A good day to acclimate to the weather that would be facing us for the next seven days.  After a day nosing around Punta Arenas we caught a bus into Torres del Paine National park and the heart of Patagonia.  We made a brief stop at Milodon Cave, the site of the discovery of prehistoric evidence of extinct Paleozoic creatures.  Our last stop before entering into the gorgeous and wild lands of Patagonia.

And we quickly discovered how wild Patagonia really is when we sighted a healthy and stealthy
puma loping along a gravel bar alongside a river.  He didn't seem particularly surprised to see us and didn't seem too concerned that we were there.

He didn't seem too interested in us.  Guess we didn't look tasty.

EcoCamp with Torres del Paine in background
 We checked into our cozy dome at EcoCamp, an environmentally friendly camp nestled under the watchful gaze of the three towers.  I can't say enough about EcoCamp; the food was excellent, the sleeping was comfy, the scenery excellent plus it is designed to have minimal impact on the environment.

The next day we were up early to start our week-long trek.  The first day was an easy intro; four hours of relaxed hiking along the edge of the glowing turquoise Lake Nordenskjold.  We followed the Paso Los Cuernos trail below the Paine massif with the granite horns of the cuernos looming over us all day.  A leisurely half day trek brought us to Refugio Los Cuernos.  We made the mistake of telling our guide Alejandro that is was very easy and he suggested an extra hike after we reached camp.  Our mistake.  It turned into a grueling climb from the refugio to a summit 2100 feet up the mountain--brutal enough but we were trapped in high winds that slapped us back and forth on the mountain.  After two killer hours we summited, had a quick rest and rushed back down the mountain to beat the darkness. 

Site of the avalanche

Oh well, a warm up for the next day, a long tiring uphill hiked up French Valley.  This was a long slow slog, with a quick stop at Camp Italiano before continuing up the valley to Mirador del Frances.  Halfway up we heard a load and ominous rumbling of thunder--except it wasn't thunder, it was a massive avalanche, fortunately across the valley and we had an awesome views of a huge shelf of ice break away and rumble down the mountainside into the valley.  After that show we continued up the valley to take in the view of the Frances glacier at the end of the valley.  A challenging hike and we had to descend yet and make our way across low fields to our next overnight at Refugio Paine Grande, an easy flat hike but long and tiring and we were beat by the time we hit the refugio.  Refugio Paine Grande is a dormitory style lodge and after a quick dinner and a couple of beers we tumbled into our beds in a shared room with another hiker from Brazil.

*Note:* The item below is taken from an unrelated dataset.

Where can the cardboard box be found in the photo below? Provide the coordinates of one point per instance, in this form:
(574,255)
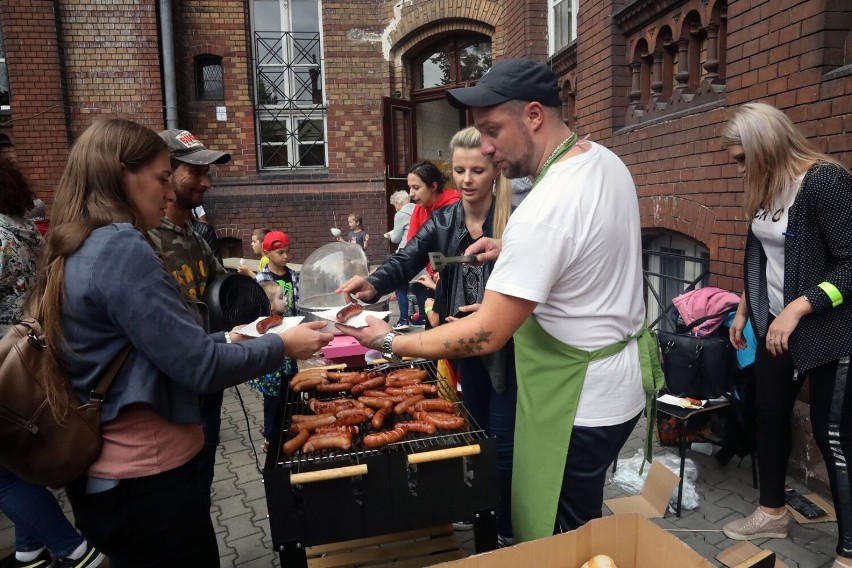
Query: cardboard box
(629,539)
(652,502)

Day three was a short hike to Mirador Grey and Grey glacier.  Short, but not easy.  We were slammed in the face with powerful, gusty winds.  Winds is too gentle a term.  Were battled headwinds that would nearly (and in one case did) sweep you off your first.  I have never encountered anything like it. 

Finally made it, caught a boat across Lago Grey and saw the most surreal blue glaciers ever.  They seemed to be lit from some unnatural but beautiful light within, a breathtaking blue.

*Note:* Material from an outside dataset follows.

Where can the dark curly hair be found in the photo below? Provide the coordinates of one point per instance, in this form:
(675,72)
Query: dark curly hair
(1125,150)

It was well worth the tough hike.

Drink and a toast with whiskey and glacier ice.

But we looked forward to the next day's trek--a hard hike of eight hours roundtrip up to the foot of
the granite spires of El Paine.  A difficult hike through forest and then across a wide moraine field littered with large boulders.  But Wow!  what a view at the top.  The three towers overlooking a glacier lake.  Incredible.

Our last days were spent hiking the steppes around Mirador Laguna Azul, gawking at 6000 year old petroglyphs, herds of guanacos, Andean condors, breathtaking scenery and grasslands littered liberally with the skeletons and remains of guanacos--the result of predation by pumas.  More skeletal animal remains than I have seen anywhere--including the  Serengeti.

Bottom line--on of the most beautiful places anywhere.  Go.